Przy ocenie powyższej kwestii należy odwołać się do orzecznictwa Trybunału Sprawiedliwości Unii Europejskiej dotyczącego wykładni art. 4 ust. 2 dyrektywy Rady 93/13/EWG z dnia 5 kwietnia 1993 r. w sprawie nieuczciwych warunków w umowach konsumenckich (Dz.U. 1993, L 95, s. 29). Wskazywany artykuł stanowi, że ocena nieuczciwego charakteru warunków nie dotyczy ani określenia głównego przedmiotu umowy, ani relacji ceny i wynagrodzenia do dostarczonych w zamian towarów lub usług, o ile warunki te zostały wyrażone prostym i zrozumiałym językiem. Wprawdzie powyższe orzeczenie dotyczyło sytuacji w której kredytobiorcy zaciągnęli i spłacali kredyt w innej walucie niż ta w której uzyskiwali zarobki, ale niewątpliwie stanowi wskazówkę interpretacyjną mającą zastosowanie w niniejszej sprawie. Jak wskazał Trybunał artykuł 4 ust. 2 dyrektywy 93/13 należy interpretować w ten sposób, że wymóg wyrażenia warunku umownego prostym i zrozumiałym językiem oznacza, że w wypadku umów kredytowych instytucje finansowe muszą zapewnić kredytobiorcom informacje wystarczające do podjęcia przez nich świadomych i rozważnych decyzji. W tym względzie wymóg ów oznacza, że warunek dotyczący spłaty kredytu w tej samej walucie obcej co waluta, w której kredyt został zaciągnięty, musi zostać zrozumiany przez konsumenta zarówno w aspekcie formalnym i gramatycznym, jak i w odniesieniu do jego konkretnego zakresu, tak aby właściwie poinformowany oraz dostatecznie uważny i rozsądny przeciętny konsument mógł nie tylko dowiedzieć się o możliwości wzrostu lub spadku wartości waluty obcej, w której kredyt został zaciągnięty, ale również oszacować – potencjalnie istotne – konsekwencje ekonomiczne takiego warunku dla swoich zobowiązań finansowych. Do sądu krajowego należy dokonanie niezbędnych ustaleń w tym zakresie.

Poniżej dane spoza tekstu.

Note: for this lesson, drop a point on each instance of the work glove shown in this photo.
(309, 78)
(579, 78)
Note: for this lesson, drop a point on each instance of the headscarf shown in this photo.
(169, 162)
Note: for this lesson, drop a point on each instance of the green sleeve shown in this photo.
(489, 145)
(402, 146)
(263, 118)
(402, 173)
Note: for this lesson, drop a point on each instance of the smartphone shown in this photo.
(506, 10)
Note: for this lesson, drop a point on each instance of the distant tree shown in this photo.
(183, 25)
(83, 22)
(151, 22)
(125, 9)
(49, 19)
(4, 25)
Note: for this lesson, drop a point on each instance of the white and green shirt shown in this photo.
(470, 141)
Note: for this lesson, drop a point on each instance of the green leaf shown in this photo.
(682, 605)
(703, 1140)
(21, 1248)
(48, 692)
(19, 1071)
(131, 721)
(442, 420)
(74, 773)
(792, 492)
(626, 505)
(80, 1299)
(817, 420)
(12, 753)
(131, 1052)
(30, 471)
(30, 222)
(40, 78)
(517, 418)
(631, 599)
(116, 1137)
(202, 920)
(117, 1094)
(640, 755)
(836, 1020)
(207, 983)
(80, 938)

Zmiany kursów CHF od lat 2007 – 2008, kiedy to kurs tej waluty w stosunku do PLN utrzymywał się na niskim, stabilnym poziomie wskazuje jak istotną dla oceny ryzyka zaciągnięcia przez konsumenta kredytu powiązanego z tą walutą była pełna i szczegółowa informacja banku o ryzykach jakie niesie za sobą zaciągnięcie kredytu indeksowanego (lub denominowanego) do CHF. Było to istotne tym bardziej, że wykreowany umową stosunek prawny miał trwać aż 40 lat, co zwiększało ryzyko zaistnienia zmian kursu CHF trudnych do wyobrażenia przez konsumenta w dacie zawierania umowy.

Dokonywana z perspektywy ¼ czasu trwania umowy ocena konsekwencji zawarcia przez pozwanych umowy o kredyt indeksowany do CHF wskazuje z jak ogromnym ryzykiem wiązało się zastosowanie tego mechanizmu. Na datę bowiem zawierania umowy kurs 1 CHF przyjęty przez bank wynosił 2.1790 zł. Na dzień natomiast wypowiedzenia umowy wynosił 3,4259 zł. Kwota zaś do spłaty, bez odsetek, pomimo regulowania rat kredytowych wzrosła z kwoty 222.942,86 zł do kwoty 328.902,02 zł, a więc przez okres 6 lat o kwotę 100.000 zł. Podkreślenia przy tym wymaga, że zgodnie z treścią umowy (§ 5 ust. 3) również kwoty wpłacana z tytułu odsetek były przeliczane z PLN na CHF.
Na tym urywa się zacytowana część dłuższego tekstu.